I’ve turned compression and atime off on boot-pool/nvme/downloads
and set sync to standard. As far as I can tell the i7-8700k is barely breaking a sweat so a CPU bottleneck seems unlikely, especially when considering the HDD’s are supposedly reaching 1000MB/s?

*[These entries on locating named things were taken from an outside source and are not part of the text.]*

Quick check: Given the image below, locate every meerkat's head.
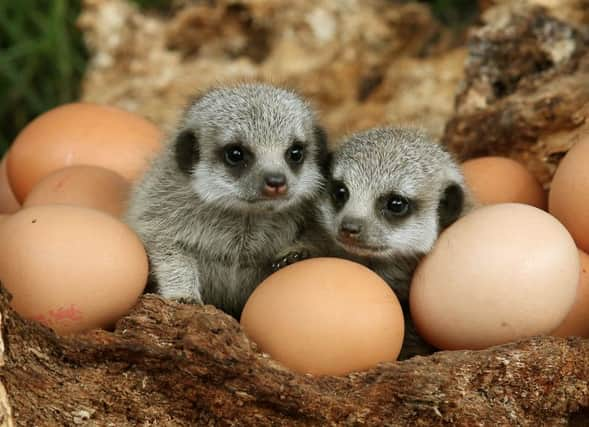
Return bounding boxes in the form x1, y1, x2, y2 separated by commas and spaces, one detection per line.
321, 128, 468, 260
173, 83, 327, 211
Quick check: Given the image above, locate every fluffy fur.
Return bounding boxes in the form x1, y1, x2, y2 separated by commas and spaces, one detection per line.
277, 127, 472, 359
126, 83, 327, 317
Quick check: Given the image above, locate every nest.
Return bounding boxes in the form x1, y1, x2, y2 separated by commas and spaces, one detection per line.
0, 0, 589, 426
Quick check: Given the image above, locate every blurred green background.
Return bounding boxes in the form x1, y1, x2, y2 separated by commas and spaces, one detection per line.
0, 0, 477, 155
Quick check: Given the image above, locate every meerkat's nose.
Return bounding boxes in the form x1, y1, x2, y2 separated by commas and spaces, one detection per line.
264, 173, 287, 196
339, 218, 362, 239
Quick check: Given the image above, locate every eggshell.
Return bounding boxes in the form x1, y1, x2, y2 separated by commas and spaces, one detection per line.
548, 134, 589, 252
23, 165, 130, 217
241, 258, 404, 375
552, 251, 589, 338
7, 103, 162, 202
0, 205, 148, 334
0, 157, 20, 214
409, 203, 579, 350
462, 156, 546, 209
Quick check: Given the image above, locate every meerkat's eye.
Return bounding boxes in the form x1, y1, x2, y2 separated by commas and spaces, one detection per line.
286, 142, 305, 163
386, 194, 410, 216
331, 182, 350, 206
224, 145, 245, 166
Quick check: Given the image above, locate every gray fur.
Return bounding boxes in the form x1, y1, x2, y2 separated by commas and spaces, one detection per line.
126, 83, 326, 317
281, 127, 473, 359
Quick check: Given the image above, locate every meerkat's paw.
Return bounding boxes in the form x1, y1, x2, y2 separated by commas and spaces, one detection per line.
272, 248, 311, 272
397, 316, 436, 360
154, 258, 203, 304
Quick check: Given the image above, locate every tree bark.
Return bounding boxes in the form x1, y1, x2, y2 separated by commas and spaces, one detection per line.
0, 293, 589, 426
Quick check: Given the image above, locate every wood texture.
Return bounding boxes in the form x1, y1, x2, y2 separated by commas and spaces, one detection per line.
0, 295, 589, 426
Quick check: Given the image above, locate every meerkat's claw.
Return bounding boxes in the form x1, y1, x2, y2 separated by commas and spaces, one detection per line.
272, 249, 311, 272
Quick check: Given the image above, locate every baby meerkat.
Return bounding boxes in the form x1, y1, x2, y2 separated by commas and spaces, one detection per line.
126, 83, 327, 318
275, 127, 472, 359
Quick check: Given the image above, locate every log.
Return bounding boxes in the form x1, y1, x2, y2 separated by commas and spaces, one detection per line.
0, 291, 589, 426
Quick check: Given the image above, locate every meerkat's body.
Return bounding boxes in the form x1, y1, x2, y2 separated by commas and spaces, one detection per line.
126, 84, 326, 317
276, 127, 472, 359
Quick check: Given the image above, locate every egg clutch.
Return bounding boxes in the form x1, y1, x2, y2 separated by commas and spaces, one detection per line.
0, 103, 589, 375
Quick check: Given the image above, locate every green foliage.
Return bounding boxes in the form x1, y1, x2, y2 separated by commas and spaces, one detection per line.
421, 0, 478, 27
0, 0, 476, 155
0, 0, 86, 157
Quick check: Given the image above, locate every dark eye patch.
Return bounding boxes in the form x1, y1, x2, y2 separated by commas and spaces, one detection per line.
284, 140, 307, 170
216, 141, 255, 177
174, 129, 200, 174
377, 192, 416, 220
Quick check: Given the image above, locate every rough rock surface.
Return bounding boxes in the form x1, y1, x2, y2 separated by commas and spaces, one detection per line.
0, 293, 589, 426
443, 0, 589, 186
79, 0, 464, 140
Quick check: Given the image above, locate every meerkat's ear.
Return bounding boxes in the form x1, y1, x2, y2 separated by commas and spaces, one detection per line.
438, 182, 464, 230
174, 129, 200, 175
313, 125, 331, 176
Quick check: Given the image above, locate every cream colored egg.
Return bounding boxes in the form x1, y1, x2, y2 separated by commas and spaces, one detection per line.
462, 156, 547, 209
552, 251, 589, 338
0, 157, 20, 214
241, 258, 404, 375
548, 132, 589, 252
6, 102, 162, 202
410, 203, 579, 350
0, 205, 148, 334
23, 165, 130, 217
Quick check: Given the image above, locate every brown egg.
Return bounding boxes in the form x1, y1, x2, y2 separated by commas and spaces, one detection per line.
548, 134, 589, 252
241, 258, 404, 375
0, 205, 148, 334
23, 165, 130, 217
409, 203, 579, 350
0, 157, 20, 213
552, 251, 589, 338
462, 157, 546, 209
7, 103, 162, 202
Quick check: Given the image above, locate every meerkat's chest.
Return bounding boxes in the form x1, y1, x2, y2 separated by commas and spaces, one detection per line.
196, 212, 300, 264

Here’s another fio test on the NVMe drives with different parameters that shows 5092MB/s reads and 302MB/s writes:
root@truenas[~]# cat nvme-seq.fio
[global]
name=nvme-seq-test
time_based
ramp_time=5
runtime=30
ioengine=libaio
direct=1
bs=1M
iodepth=64
group_reporting=1
size=10G
[read-test]
readwrite=read
filename=/mnt/nfs/nvme/downloads/test.img
numjobs=1
[write-test]
readwrite=write
filename=/mnt/nfs/nvme/downloads/test.img
numjobs=1
root@truenas[~]# fio nvme-seq.fio
read-test: (g=0): rw=read, bs=(R) 1024KiB-1024KiB, (W) 1024KiB-1024KiB, (T) 1024KiB-1024KiB, ioengine=libaio, iodepth=64
write-test: (g=0): rw=write, bs=(R) 1024KiB-1024KiB, (W) 1024KiB-1024KiB, (T) 1024KiB-1024KiB, ioengine=libaio, iodepth=64
fio-3.33
Starting 2 processes
read-test: Laying out IO file (1 file / 10240MiB)
Jobs: 2 (f=1): [f(1),W(1)][100.0%][r=5949MiB/s,w=229MiB/s][r=5949,w=229 IOPS][eta 00m:00s]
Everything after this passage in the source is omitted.